A new study was released that connects video game violence with real world violence.
Ohio State University’s Department of Psychology released findings from a year long study on children. Their focus: the effects of video game violence in real world application.
For decades people have been looking at the correlation between the hack, slash, stab, and shoot worlds created in digital games and children’s behavior around actual firearms. This study seeks to prove that the correlation not only exists, but that there is causation.
The study focused on children 8-12 years old. The sample was 220 children and patterns were observed from July 2017 to July 2018. The main findings support the theory that exposure to guns and violence in video games can encourage a child’s dangerous curiosity around firearms.
It becomes a test of the question: Do violent video games create violent children, or are children attracted to violent games because they already have a predisposition to violence? Another issue with this study, after an initial review, is that it takes external factors out of play. There’s no mention of adult intervention or supervision. If a child’s only exposure to a firearm is digital and the use inconsequential, then handling a firearm would simply be an extension of that. It would not be a display of a need for violence. Its simple exploration.

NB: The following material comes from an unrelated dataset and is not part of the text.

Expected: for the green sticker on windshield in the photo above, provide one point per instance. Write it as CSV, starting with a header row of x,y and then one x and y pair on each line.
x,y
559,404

The understanding would be that parents should communicate with their children about violence and firearms. If this takes place, children should be more careful and aware. Firearms are not inherently dangerous, unsafe use of them is.
The one thing this study does shed light on is the need for communication. Allowing young children to play violent video games does pose a dangerous risk if its done without communication. There are ratings on games with intent, and 8-12 does not fall into the Teen or Mature ESRB Rating. Encouraging a child to play a game that is above their age level is simply irresponsible.